I took a sip and looked at my phone lying on the floor a few feet away. The screen was black. Silent. Peaceful.
Then the clock struck 7:12 in the morning.
It began with a single buzz, a short sharp vibration against the wood floor. Then another. Then a long sustained rattle that indicated a phone call, then a rapid-fire series of short buzzes that sounded like a machine gun.
Buzz, buzz, buzz, buzz, buzz—rattle.
I didn’t reach for it. I just watched it dance across the floorboards, propelled by the sheer force of my family’s panic. It was a fascinating psychological experiment. I had removed the support beams of their life roughly eight hours ago, and gravity had finally done its work.
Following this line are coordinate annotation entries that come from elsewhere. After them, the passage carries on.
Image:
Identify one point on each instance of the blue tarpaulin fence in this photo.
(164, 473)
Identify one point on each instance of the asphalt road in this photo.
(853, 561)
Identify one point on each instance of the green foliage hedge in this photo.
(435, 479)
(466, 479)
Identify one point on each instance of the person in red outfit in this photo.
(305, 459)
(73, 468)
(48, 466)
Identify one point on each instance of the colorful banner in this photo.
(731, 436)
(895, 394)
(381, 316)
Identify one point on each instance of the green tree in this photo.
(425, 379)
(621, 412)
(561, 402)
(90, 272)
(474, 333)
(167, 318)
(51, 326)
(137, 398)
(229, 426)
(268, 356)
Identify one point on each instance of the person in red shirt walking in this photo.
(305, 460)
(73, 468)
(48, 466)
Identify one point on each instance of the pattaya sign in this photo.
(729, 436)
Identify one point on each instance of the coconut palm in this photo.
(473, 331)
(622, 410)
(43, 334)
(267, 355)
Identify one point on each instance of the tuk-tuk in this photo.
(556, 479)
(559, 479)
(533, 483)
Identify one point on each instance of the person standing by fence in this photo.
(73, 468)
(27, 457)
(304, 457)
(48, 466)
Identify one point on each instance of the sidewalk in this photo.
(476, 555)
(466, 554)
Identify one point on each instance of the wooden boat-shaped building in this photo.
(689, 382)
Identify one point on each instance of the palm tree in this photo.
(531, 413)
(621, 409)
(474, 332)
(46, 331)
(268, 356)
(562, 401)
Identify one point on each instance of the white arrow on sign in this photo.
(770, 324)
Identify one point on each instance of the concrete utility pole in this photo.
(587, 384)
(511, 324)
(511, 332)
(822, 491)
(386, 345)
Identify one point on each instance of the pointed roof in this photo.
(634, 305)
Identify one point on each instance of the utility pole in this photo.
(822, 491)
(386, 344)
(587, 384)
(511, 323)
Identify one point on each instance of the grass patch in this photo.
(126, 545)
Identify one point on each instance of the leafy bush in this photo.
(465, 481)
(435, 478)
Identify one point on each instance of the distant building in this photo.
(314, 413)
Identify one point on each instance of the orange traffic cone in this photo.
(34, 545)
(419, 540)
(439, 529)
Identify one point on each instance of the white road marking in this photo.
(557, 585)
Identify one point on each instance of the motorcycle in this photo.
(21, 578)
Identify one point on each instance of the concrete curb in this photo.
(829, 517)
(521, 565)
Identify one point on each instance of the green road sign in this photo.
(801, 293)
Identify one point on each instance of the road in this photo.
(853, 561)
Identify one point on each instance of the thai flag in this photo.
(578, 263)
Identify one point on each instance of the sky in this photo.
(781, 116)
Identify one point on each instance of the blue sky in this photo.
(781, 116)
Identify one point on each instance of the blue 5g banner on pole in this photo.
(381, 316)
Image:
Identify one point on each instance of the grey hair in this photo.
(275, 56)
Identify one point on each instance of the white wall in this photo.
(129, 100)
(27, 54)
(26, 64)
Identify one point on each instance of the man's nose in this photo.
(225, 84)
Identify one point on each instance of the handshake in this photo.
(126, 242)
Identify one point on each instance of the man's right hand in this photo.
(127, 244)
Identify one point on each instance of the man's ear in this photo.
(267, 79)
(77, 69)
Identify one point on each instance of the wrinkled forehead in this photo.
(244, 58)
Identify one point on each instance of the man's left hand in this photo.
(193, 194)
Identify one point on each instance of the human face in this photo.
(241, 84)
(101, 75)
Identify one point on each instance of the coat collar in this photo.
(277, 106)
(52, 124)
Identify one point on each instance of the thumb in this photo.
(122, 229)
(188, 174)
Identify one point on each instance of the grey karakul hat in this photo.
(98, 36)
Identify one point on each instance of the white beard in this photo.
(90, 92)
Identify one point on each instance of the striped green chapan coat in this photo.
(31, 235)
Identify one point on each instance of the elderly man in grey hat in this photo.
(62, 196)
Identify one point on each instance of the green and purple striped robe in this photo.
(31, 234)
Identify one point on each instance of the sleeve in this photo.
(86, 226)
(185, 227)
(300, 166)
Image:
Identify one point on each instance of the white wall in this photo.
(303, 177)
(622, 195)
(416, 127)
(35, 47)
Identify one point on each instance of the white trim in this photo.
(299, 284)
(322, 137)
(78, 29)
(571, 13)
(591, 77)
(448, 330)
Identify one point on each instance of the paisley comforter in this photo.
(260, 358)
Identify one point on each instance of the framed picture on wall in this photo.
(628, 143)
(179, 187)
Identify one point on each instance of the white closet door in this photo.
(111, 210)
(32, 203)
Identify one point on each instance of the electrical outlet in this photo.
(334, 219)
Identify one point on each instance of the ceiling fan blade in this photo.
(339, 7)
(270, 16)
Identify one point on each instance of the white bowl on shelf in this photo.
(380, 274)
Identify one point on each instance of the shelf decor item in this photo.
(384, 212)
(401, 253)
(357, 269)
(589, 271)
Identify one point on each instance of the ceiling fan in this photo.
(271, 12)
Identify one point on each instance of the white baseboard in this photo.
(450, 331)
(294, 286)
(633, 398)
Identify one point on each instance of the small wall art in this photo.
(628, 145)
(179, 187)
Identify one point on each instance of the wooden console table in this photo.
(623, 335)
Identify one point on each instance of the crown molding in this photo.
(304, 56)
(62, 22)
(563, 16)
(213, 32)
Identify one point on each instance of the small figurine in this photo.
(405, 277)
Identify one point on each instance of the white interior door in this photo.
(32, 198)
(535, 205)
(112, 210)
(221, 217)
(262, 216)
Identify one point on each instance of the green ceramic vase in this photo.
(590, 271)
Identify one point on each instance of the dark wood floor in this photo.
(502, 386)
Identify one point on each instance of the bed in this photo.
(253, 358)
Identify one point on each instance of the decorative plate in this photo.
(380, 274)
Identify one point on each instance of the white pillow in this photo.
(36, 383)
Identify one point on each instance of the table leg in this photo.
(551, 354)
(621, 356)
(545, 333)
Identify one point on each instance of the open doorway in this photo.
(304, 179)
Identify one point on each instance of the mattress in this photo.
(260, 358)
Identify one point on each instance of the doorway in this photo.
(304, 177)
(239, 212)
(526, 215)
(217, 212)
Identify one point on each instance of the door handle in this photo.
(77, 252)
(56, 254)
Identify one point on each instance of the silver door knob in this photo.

I leaned forward and tapped the screen to wake it, but I did not unlock it. I just read the notifications cascading down the lock screen like a waterfall of incompetence.
Missed call: Mom (3).
Missed call: Carter (5).
Then came the texts.
Carter, 7:12 a.m.: Yo, internet is down. Reset the router.
Carter, 7:13 a.m.: Still red. Did you change the password?
Deborah, 7:14 a.m.: Kayla. The Wi-Fi isn’t working on the iPad. I can’t check the weather.
Carter, 7:15 a.m.: Hello. I have the collab with Jay Dog in 2 hours. I need to prep. Fix it.
Carter, 7:16 a.m.: Bro, are you sleeping? Wake up.
I took another bite of my bagel. It was dense and chewy. I chewed slowly, savoring the texture.
In the old life—the life that ended last night—I would have been sprinting down the stairs by now. I would have been on the phone with the service provider, apologizing to Carter, resetting the modem, absorbing their stress as if it were my own. I would have been the frantic technician keeping their reality operational.